Spelling overviews for the TLA lemmas
Hi, guys! It’s been a long time since our last post. We’re still busy working on a large body of text. But here’s a sign of life from us!
As you know, the TLA has an incredibly rich collection of texts with many hieroglyphic spellings. The first version of the new TLA included almost 700,000 word forms with hieroglyphic spellings. It was not possible to search for these spellings in the TLA. Therefore, we made these spellings accessible via our metasearch engine.

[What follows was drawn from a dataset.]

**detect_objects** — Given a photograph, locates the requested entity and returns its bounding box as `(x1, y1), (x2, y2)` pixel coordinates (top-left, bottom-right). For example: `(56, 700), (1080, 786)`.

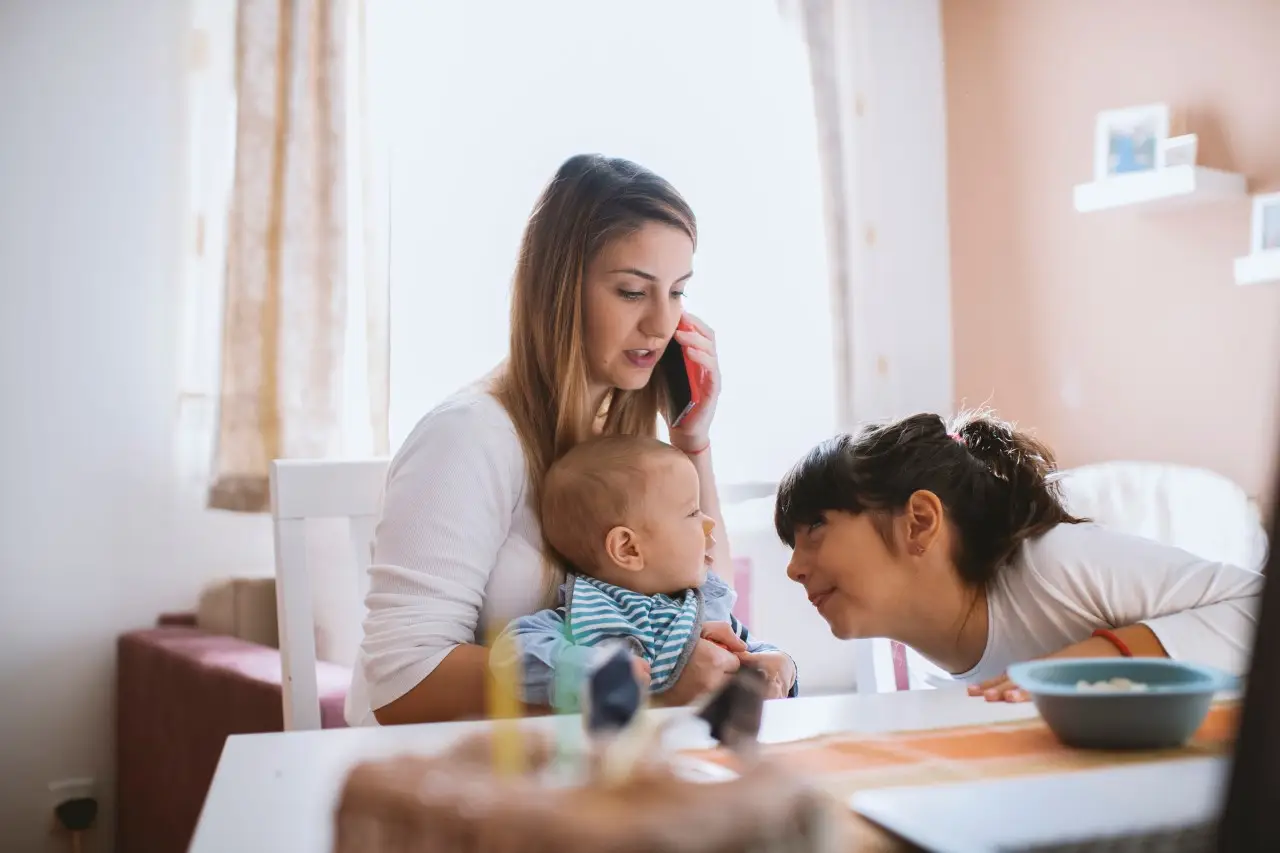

The current version has nearly 950,000 word forms annotated with hieroglyphs. At the same time, the TLA has made an overview of spellings per entry available.
The hieroglyphs are encoded in Unicode, and the grammar of each word form is provided. There are also links to the references. Cool, isn’t it? This is the TLA’s first step to making its rich treasures accessible, but, to be honest, it’s only a small one. There are several points of criticism that we would like to illustrate using the example of the lemma ꜣḫ “akh spirit” (ID 203).
Sorting
There are many ways to write our example. This raises the question of how the material should be sorted. The TLA has decided to sort it alphabetically according to the Gardiner codes of the hieroglyphs. The corresponding Gardiner codes are G1-G43-Aa1-G25-G25-G25, G25, and G25-A1, resulting in the sequence 𓄿𓅱𓐍𓅜𓅜𓅜𓅜, 𓅜, and 𓅜𓀀. The advantage is that the sorting is clear and comprehensible. However, the disadvantage is that the user can’t easily see how a word is usually spelled because this alphabetical sorting places unusual and high-frequency spellings next to each other. It would be more user-friendly to sort by frequency.
Morphological annotation
The TLA categorizes spelling occurrences based on grammatical annotation. For example, occurrences of 𓅜𓐍 fall into three categories: cases with no grammatical annotation, singular cases, and singular cases of the status pronominalis. However, this distinction seems trivial when it is specifically indicated that spellings with 𓏥 are plural. Of course, inflection influences spelling. Nevertheless, we believe that factors such as the script and date are more influential on spelling than grammatical annotation. Hieroglyphic monumental inscriptions and hieratic papyri often have different spellings for the same word, as one quickly realizes when reading Egyptian texts. The date of a text has an immense influence on its spelling. In our example, the hieroglyph 𓇶 was only used from the Late Period onwards. Sorting the spellings by chronological location reveals this information quickly. Unfortunately, the current TLA sorting does not reveal this information.
Non-unique list entries
In our example, there are so many spellings that it is difficult to keep track of them all. The TLA exacerbates this issue by duplicating some entries. For example, 𓅜𓐍𓏲𓀼𓏥 and 𓅜𓐍𓏲𓀽𓏥 appear twice; there are two identical spellings of each.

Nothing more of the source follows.